I stare at him, too startled to speak.
“Hey, Nick,” he adds chirpily, waving with his spare hand. “I liked the wellies you were wearing earlier. Do you think they’d go with this outfit, or would it get a bit sweaty around the knee area?”
“Toby,” I finally manage. “What are you doing here?”
“I’m your stalker, Harriet. I’ve been here the whole time. What kind of terrible stalker would I be if I wasn’t?”
“But—”
“I’m getting really good at it, right? I don’t think you knew I was here at all.”
“But how are you here? You’re not even sixteen yet.”
“Oh, I’m here with my parents. They said we could go on holiday anywhere I liked to celebrate the end of my exams, but I just couldn’t decide where to go. That is until some information came to my attention last week.” And he actually winks at me. “They think I’ve been really busy with a school project.”
Toby looks extremely chuffed with himself. “I mean, you’re at my school, right? And this was a fascinating project.
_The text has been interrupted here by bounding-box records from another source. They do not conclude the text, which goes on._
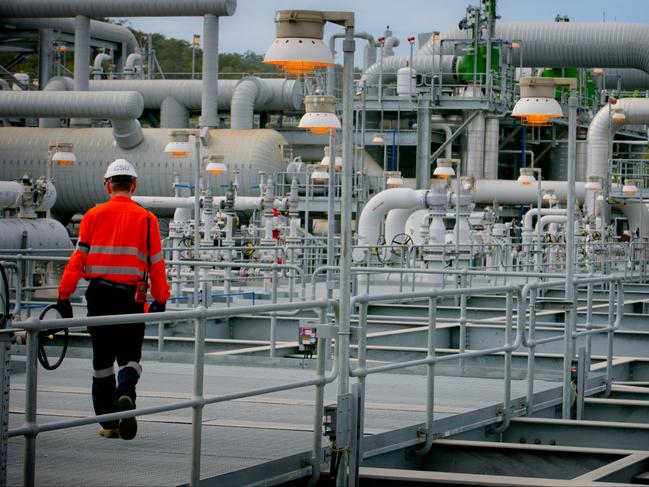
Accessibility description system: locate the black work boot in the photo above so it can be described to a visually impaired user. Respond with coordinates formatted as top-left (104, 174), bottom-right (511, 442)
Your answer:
top-left (117, 395), bottom-right (137, 440)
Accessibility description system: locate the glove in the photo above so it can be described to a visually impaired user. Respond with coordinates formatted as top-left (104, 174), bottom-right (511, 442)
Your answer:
top-left (56, 299), bottom-right (72, 318)
top-left (149, 301), bottom-right (167, 313)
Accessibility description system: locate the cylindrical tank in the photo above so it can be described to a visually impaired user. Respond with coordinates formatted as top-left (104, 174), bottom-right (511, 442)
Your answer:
top-left (397, 66), bottom-right (417, 97)
top-left (0, 127), bottom-right (286, 213)
top-left (0, 218), bottom-right (72, 249)
top-left (543, 140), bottom-right (587, 181)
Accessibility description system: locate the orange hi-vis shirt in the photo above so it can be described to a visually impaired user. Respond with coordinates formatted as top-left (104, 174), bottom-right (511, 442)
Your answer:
top-left (59, 196), bottom-right (169, 303)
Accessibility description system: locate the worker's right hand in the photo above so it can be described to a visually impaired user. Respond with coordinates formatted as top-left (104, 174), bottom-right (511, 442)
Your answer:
top-left (56, 299), bottom-right (72, 318)
top-left (149, 301), bottom-right (167, 313)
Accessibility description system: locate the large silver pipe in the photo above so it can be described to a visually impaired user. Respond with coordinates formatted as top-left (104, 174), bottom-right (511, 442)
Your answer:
top-left (464, 112), bottom-right (485, 179)
top-left (0, 0), bottom-right (237, 18)
top-left (586, 98), bottom-right (649, 178)
top-left (0, 127), bottom-right (286, 214)
top-left (198, 14), bottom-right (219, 128)
top-left (484, 117), bottom-right (500, 179)
top-left (0, 91), bottom-right (144, 119)
top-left (0, 18), bottom-right (138, 53)
top-left (430, 22), bottom-right (649, 73)
top-left (230, 77), bottom-right (272, 130)
top-left (70, 15), bottom-right (90, 127)
top-left (327, 32), bottom-right (376, 96)
top-left (0, 91), bottom-right (144, 149)
top-left (361, 55), bottom-right (457, 93)
top-left (160, 96), bottom-right (189, 128)
top-left (83, 78), bottom-right (303, 116)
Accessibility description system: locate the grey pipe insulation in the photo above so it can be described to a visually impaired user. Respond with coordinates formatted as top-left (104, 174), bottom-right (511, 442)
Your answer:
top-left (0, 91), bottom-right (144, 149)
top-left (0, 0), bottom-right (237, 18)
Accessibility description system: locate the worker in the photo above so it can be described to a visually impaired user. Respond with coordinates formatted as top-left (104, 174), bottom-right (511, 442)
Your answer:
top-left (57, 159), bottom-right (169, 440)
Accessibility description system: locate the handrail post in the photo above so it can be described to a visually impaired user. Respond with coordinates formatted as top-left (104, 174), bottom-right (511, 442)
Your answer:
top-left (527, 289), bottom-right (537, 416)
top-left (23, 330), bottom-right (38, 487)
top-left (415, 297), bottom-right (437, 456)
top-left (189, 307), bottom-right (205, 487)
top-left (270, 266), bottom-right (277, 358)
top-left (309, 308), bottom-right (328, 486)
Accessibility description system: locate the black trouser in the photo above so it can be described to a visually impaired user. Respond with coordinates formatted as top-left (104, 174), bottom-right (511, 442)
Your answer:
top-left (86, 279), bottom-right (144, 429)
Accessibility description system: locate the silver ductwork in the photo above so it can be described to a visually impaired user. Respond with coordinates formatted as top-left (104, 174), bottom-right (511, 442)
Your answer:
top-left (484, 117), bottom-right (500, 179)
top-left (0, 127), bottom-right (286, 214)
top-left (361, 55), bottom-right (457, 88)
top-left (0, 0), bottom-right (237, 18)
top-left (230, 77), bottom-right (272, 130)
top-left (430, 21), bottom-right (649, 73)
top-left (586, 98), bottom-right (649, 177)
top-left (0, 91), bottom-right (144, 149)
top-left (198, 14), bottom-right (219, 128)
top-left (160, 96), bottom-right (189, 128)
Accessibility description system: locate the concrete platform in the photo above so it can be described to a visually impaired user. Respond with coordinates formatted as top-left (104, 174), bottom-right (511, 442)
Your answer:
top-left (7, 358), bottom-right (557, 486)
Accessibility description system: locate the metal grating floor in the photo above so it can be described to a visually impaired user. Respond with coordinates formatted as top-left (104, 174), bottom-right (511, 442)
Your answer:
top-left (7, 358), bottom-right (557, 486)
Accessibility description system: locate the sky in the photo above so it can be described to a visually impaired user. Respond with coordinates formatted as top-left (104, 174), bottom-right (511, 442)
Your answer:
top-left (114, 0), bottom-right (649, 62)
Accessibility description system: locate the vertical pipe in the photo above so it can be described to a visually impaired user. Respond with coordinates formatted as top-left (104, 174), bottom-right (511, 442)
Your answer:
top-left (309, 308), bottom-right (328, 485)
top-left (327, 130), bottom-right (336, 311)
top-left (519, 289), bottom-right (537, 417)
top-left (270, 266), bottom-right (277, 358)
top-left (189, 316), bottom-right (205, 487)
top-left (416, 104), bottom-right (431, 189)
top-left (194, 134), bottom-right (201, 306)
top-left (198, 14), bottom-right (219, 128)
top-left (561, 89), bottom-right (577, 419)
top-left (336, 26), bottom-right (355, 487)
top-left (71, 15), bottom-right (90, 127)
top-left (23, 330), bottom-right (38, 487)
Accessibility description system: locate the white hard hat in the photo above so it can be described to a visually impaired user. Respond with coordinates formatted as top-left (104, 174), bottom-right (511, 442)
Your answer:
top-left (104, 159), bottom-right (137, 179)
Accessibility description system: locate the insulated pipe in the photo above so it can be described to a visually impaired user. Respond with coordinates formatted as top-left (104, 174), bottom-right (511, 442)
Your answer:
top-left (430, 22), bottom-right (649, 73)
top-left (428, 122), bottom-right (453, 159)
top-left (353, 188), bottom-right (429, 261)
top-left (586, 98), bottom-right (649, 179)
top-left (133, 196), bottom-right (264, 211)
top-left (472, 179), bottom-right (586, 205)
top-left (535, 215), bottom-right (568, 233)
top-left (383, 30), bottom-right (400, 57)
top-left (327, 32), bottom-right (376, 96)
top-left (230, 77), bottom-right (272, 130)
top-left (523, 208), bottom-right (566, 232)
top-left (198, 14), bottom-right (219, 128)
top-left (70, 15), bottom-right (90, 127)
top-left (124, 52), bottom-right (144, 79)
top-left (38, 76), bottom-right (74, 128)
top-left (92, 52), bottom-right (113, 79)
top-left (0, 0), bottom-right (237, 18)
top-left (463, 112), bottom-right (485, 179)
top-left (415, 105), bottom-right (430, 189)
top-left (385, 208), bottom-right (415, 245)
top-left (0, 18), bottom-right (138, 52)
top-left (84, 77), bottom-right (304, 111)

I found all sorts of incriminating evidence.” He pulls out photos and crumpled bits of paper and audio recordings and maps and drawings.
All this time I thought I was alone. But really I was surrounded constantly by people who cared about me: Toby, Nick, Wilbur, Bunty, Rin. I just couldn’t see them.
I don’t know whether to be incredibly touched or slightly creeped out.
“Toby – why on earth would you follow somebody 6,000 miles?”
“5,937 miles, to be precise.” He points behind me. “Do you know what that is, Harriet?”
Oh dear. I patiently follow the direction of Toby’s finger. “It’s a statue of a dog.”
“Not just any dog, Harriet. That’s a dog called Hachiko. He was a brown Akita dog and he was adopted in 1924 by a Tokyo professor called Hidesaburo Ueno.”
“Ah.” I nod politely. After everything he’s done, the least I can do is listen to one of his random facts. I make people do this for me all the time.
“Every day for a year Hachiko would come and greet Hidesaburo after work here, at this exact spot at Shibuya station. In 1925 the professor suffered a stroke at work and died, but Hachiko returned to the same spot every single day for nine years waiting for him to come back.”
Tears suddenly spring to my eyes.
“The dog waited for the rest of his life, and when he eventually died the people of Tokyo built a statue in the place he used to wait to commemorate his loyalty, and the fact that he never, ever gave up.”
I bite my lip. That’s one of the most beautiful stories I’ve ever heard.
It’s also exactly why I love dogs. Kylie Minogue would have waited about thirty seconds before going home with the next person who had food in their handbag.
“But it still doesn’t explain what you’re doing here.”
“Yes, it does, Harriet. I’m your Hachiko.”
And before I realise what’s about to happen, Toby darts forward and kisses me.